Son dakika haberine göre AB'nin Doğu Akdeniz ile ilgili sözlerine yönelik açıklamalarına Dışişleri Bakanlığı'ndan sert bir açıklama yapılarak, ''AB'yi Yunanistan'ın hukuka aykırı taleplerine destek olmamaya davet ediyoruz. Yunanistan’a verilen destek gerginliği artırıyor. AB’nin, ülkemizin yaptığı hidrokarbon faaliyetlerini eleştirmesi ve bunları durdurmamızı talep etmesi, haddine değildir'' denildi.
Doğu Akdeniz’de gerginliğin müsebbibi, maksimalist ve uluslararası hukuka aykırı eylem ve talepleriyle Yunanistan ve GKRY’dir. Ülkemizin ve Kıbrıs Türklerinin Doğu Akdeniz’deki meşru hak ve çıkarlarını yok saymaya çalışan bu ikiliye AB’nin birlik dayanışması bahanesiyle koşulsuz destek vermesi gerginliği daha da tırmandırmaktadır.

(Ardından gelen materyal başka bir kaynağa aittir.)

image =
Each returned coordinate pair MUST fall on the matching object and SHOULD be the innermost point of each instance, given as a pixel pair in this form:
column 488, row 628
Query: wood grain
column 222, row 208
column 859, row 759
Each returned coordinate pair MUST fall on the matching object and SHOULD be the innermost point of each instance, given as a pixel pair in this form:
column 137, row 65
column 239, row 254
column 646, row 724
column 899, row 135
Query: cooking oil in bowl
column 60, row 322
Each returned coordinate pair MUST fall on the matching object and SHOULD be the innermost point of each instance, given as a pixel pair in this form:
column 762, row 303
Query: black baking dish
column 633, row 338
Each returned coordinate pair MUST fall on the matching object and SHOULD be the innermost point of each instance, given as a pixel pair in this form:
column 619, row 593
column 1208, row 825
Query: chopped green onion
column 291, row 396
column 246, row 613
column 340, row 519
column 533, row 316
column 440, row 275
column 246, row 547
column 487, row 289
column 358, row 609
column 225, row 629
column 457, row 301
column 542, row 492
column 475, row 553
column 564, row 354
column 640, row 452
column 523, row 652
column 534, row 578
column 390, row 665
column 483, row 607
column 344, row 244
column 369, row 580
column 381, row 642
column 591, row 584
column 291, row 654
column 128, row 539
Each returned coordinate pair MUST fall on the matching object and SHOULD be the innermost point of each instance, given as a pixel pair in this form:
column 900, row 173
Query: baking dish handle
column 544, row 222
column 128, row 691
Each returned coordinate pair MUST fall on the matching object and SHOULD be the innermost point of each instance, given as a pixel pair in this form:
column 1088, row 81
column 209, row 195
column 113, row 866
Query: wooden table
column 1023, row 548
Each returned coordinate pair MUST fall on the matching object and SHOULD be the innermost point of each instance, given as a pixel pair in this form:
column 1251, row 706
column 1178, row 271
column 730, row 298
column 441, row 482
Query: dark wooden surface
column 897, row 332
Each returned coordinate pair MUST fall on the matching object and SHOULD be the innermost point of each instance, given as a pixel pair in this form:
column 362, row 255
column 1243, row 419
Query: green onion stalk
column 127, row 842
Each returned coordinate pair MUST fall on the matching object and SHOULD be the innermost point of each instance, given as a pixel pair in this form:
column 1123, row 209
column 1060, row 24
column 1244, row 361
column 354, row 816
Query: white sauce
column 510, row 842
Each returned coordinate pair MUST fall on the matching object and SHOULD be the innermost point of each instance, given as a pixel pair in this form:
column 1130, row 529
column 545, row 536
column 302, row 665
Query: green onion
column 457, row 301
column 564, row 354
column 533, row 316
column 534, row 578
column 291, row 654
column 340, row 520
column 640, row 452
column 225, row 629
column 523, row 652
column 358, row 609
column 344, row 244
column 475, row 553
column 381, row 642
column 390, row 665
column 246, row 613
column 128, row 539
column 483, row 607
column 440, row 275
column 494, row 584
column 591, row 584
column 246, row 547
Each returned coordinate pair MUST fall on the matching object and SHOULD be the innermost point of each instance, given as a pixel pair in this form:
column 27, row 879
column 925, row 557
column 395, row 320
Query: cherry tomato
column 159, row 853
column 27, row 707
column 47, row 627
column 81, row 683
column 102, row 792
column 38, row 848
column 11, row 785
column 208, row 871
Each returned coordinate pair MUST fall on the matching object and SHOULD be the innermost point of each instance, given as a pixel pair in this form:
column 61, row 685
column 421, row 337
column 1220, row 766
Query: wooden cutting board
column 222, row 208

AB'NİN BU KONUDA YETKİSİ YOK!
- AB’nin ülkemizin kendi kıta sahanlığı içinde yaptığı hidrokarbon faaliyetlerini eleştirmesi ve bunları durdurmamızı talep etmesi haddine değildir. Zira AB Adalet Divanı’nın da teyit ettiği üzere AB’nin bu konuda bir yetkisi yoktur. Bu talep AB’nin hem kendi müktesebatına hem de uluslararası hukuka aykırıdır.
AB ve AB üyesi ülkeleri, birlik dayanışması bahanesiyle Yunanistan’ın uluslararası hukuka aykırı maksimalist taleplerine destek olmamaya davet ediyoruz.
Türkiye her zaman diyalog ve diplomasiye vurgu yaparken AB’nin yaptırım diline başvurması mevcut sorunların çözümüne yardımcı olmadığı gibi ülkemizin kararlılığını daha da artırmaktadır. Türkiye, karşısında kurulan tüm hukuksuz ittifaklara rağmen, kendisinin ve Kıbrıs Türkleri’nin çıkarlarını korumaya kararlılıkla devam edecektir.
Meseleye samimiyetle bir çözüm bulunması isteniyorsa, Yunanistan ve GKRY’nin bu durumun artık sürdürülemez olduğunu görmesi ve arkalarındakilerin yanlış hesaplarıyla hareket etmemeleri gerektiğini anlamaları lazımdır. Sonuç olarak, AB Doğu Akdeniz’de çözüm arzu ediyorsa tarafsız davranmalı ve dürüst bir arabulucu olmalıdır.